Original array: 12 11 13 5 6 7 
Sorted array: 5 6 7 11 12 13 
Original array 2: 4 10 3 5 1 
Sorted array 2: 1 3 4 5 10

Stepwise Explanation

1. heapify(std::vector& arr, int n, int i) Function:

• This function takes an array arr, its current size n (which shrinks during the sorting process), and an index i representing the root of the subtree to be heapified.
• It assumes the subtrees at left and right (children of i) are already heaps.
• It identifies the largest element among the root (i) and its children (2*i + 1, 2*i + 2).
• If the largest element is not the current root i, it swaps arr[i] with arr[largest].
• Crucially, after swapping, the subtree rooted at largest might no longer be a heap. Therefore, heapify is called recursively on the largest index to restore the heap property down the tree.

1. heapSort(std::vector& arr, int n) Function:

• Build Max Heap: The first phase is to convert the input array into a max-heap. This is done by iterating from the last non-leaf node (n/2 - 1) up to the root (0). For each of these nodes, heapify is called. This ensures that when the loop finishes, the entire array satisfies the max-heap property (largest element is at index 0).
• Extract Elements: After building the heap, the largest element is always at arr[0]. The second phase involves repeatedly extracting the maximum element:
• Swap the current root (arr[0]) with the last element of the heap (arr[i]).
• Decrement the heap size (i--), effectively removing the largest element from consideration for the heap.
• Call heapify on the new root (arr[0]) with the reduced heap size to restore the max-heap property. This recursive call ensures the next largest element floats to the top.
• This process continues until the heap size becomes 1. At this point, the array is sorted in ascending order.

Conclusion

Heap sort is an efficient, in-place sorting algorithm with a time complexity of O(n log n) in all cases (best, average, and worst). The recursive heapify function is fundamental to its operation, ensuring that the heap property is maintained as elements are rearranged and extracted.

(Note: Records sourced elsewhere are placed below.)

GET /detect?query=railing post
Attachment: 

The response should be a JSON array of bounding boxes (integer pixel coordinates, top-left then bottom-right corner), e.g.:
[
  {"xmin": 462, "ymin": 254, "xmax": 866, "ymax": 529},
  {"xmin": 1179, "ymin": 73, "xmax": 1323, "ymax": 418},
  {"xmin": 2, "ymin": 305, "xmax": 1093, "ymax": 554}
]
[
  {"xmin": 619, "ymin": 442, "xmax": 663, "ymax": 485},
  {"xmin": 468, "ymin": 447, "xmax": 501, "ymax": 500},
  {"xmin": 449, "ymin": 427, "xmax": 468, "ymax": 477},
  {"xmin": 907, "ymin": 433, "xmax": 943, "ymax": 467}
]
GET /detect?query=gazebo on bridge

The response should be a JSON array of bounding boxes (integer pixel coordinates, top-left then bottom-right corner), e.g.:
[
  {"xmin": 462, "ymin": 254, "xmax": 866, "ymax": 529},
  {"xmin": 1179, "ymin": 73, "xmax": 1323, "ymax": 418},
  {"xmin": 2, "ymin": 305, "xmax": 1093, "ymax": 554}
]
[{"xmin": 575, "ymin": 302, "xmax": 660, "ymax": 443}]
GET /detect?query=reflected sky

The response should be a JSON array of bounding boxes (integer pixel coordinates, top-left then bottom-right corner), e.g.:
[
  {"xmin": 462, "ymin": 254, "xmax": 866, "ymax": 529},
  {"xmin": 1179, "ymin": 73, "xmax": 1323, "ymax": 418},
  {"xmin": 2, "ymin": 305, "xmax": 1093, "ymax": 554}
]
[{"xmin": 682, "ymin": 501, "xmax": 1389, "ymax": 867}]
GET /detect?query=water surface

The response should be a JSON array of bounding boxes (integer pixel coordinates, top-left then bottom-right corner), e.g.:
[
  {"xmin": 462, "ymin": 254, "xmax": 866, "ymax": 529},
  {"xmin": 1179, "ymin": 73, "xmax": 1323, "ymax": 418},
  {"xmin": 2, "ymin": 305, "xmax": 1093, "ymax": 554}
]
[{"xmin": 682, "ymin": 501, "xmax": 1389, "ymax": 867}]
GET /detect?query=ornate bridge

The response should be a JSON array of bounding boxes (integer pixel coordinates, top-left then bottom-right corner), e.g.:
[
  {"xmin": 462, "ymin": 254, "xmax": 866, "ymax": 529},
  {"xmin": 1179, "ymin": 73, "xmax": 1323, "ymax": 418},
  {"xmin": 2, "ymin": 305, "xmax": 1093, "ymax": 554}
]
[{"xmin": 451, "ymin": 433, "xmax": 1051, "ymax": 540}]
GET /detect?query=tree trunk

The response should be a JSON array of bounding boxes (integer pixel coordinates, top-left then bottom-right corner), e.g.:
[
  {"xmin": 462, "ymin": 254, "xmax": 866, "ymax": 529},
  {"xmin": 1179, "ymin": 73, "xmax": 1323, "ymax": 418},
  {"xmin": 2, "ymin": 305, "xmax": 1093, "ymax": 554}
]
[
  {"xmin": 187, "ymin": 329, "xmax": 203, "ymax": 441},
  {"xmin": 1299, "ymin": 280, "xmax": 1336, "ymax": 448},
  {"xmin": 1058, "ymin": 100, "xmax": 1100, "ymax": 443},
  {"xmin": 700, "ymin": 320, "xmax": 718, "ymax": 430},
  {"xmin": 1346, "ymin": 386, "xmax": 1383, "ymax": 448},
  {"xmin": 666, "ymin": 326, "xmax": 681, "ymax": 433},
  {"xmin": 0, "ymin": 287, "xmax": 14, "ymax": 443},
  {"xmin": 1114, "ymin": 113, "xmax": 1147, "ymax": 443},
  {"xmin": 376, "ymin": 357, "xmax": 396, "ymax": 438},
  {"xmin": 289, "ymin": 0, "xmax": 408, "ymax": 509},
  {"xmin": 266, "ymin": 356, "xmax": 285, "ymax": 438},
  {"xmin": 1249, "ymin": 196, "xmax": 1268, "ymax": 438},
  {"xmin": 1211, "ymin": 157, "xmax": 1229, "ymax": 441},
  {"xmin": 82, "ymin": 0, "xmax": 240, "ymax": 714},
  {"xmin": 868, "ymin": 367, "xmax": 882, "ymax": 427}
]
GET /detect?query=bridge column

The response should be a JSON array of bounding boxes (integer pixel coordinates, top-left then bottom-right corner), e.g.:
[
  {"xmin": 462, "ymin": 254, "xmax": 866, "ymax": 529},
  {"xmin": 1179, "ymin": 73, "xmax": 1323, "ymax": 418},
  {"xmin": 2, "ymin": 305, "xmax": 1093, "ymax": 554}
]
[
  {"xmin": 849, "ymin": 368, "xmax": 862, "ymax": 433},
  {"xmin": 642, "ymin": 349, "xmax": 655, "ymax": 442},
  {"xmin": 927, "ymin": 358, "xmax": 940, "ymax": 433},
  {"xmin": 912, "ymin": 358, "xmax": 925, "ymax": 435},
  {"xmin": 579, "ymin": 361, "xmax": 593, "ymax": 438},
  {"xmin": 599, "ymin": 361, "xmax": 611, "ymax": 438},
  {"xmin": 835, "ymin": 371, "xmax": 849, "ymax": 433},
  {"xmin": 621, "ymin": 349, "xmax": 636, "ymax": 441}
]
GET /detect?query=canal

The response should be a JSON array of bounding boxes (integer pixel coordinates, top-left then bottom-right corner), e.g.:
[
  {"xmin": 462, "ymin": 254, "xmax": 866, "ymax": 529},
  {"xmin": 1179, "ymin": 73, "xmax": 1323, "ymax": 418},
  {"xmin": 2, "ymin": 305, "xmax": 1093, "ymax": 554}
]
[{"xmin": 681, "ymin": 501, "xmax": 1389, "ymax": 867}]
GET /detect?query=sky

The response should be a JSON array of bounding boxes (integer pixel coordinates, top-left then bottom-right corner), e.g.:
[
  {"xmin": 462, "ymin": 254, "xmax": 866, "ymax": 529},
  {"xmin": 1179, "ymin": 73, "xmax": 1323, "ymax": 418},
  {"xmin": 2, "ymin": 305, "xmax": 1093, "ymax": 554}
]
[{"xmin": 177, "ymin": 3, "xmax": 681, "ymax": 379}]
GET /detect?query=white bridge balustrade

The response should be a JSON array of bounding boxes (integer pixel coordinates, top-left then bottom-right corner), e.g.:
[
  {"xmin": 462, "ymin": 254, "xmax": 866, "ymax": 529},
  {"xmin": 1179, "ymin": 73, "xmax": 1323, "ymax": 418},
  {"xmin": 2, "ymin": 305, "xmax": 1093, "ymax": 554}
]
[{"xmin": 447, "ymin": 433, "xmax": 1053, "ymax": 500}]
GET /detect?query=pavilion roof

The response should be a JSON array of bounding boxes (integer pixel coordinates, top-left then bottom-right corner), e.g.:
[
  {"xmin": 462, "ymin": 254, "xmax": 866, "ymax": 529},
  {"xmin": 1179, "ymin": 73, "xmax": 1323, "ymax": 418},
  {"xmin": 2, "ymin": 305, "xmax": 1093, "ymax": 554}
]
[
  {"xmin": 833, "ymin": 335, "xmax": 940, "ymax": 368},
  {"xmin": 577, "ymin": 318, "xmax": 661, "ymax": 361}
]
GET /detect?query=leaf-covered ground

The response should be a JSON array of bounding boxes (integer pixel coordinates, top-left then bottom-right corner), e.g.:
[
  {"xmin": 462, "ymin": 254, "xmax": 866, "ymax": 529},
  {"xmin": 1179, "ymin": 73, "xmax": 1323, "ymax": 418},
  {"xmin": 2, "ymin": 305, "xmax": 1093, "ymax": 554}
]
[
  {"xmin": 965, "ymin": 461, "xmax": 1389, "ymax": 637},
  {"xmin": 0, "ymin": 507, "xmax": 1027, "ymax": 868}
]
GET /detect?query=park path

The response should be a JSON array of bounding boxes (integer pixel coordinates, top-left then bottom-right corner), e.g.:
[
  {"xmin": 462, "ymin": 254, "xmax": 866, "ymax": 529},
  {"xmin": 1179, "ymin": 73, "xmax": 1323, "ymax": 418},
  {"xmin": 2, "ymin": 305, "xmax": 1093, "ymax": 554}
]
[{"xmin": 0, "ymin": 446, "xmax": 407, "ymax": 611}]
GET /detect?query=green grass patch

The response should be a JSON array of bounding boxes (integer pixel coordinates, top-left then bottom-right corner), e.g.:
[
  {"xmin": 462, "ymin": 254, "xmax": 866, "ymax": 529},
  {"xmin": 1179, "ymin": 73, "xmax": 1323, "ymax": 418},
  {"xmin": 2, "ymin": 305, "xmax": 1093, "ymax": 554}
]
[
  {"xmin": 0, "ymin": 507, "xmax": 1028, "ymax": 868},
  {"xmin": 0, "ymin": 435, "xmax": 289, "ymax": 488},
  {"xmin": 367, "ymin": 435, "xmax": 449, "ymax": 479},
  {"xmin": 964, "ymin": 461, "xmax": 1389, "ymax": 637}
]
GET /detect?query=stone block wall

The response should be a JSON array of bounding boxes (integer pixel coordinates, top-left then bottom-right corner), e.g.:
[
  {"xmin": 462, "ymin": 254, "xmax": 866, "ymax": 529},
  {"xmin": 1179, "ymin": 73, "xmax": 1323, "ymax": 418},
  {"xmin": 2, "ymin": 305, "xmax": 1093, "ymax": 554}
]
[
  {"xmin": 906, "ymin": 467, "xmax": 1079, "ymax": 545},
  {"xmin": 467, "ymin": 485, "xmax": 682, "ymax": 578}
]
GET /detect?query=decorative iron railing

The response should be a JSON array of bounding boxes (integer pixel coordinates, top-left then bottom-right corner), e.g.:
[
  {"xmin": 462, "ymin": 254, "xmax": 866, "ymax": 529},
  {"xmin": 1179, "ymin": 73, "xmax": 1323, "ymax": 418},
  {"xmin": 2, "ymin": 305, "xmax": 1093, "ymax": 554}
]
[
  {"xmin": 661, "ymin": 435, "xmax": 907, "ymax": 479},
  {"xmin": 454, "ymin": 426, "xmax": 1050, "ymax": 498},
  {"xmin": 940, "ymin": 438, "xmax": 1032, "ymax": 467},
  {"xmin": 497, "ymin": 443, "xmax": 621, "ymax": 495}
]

Its consistent performance makes it a reliable choice for various applications where guaranteed efficiency is required.

Summary

• Heap sort is a comparison-based sorting algorithm using a binary heap.
• It has an O(n log n) time complexity for best, average, and worst cases, making it very stable in performance.
• The algorithm involves two main phases: building a max-heap and repeatedly extracting the maximum element.
• The heapify function, implemented recursively, is crucial for maintaining the heap property by sifting down elements.
• Heap sort is an in-place algorithm, requiring minimal additional space (O(1) auxiliary space).
• It is used in priority queue implementations and system software due to its reliable performance.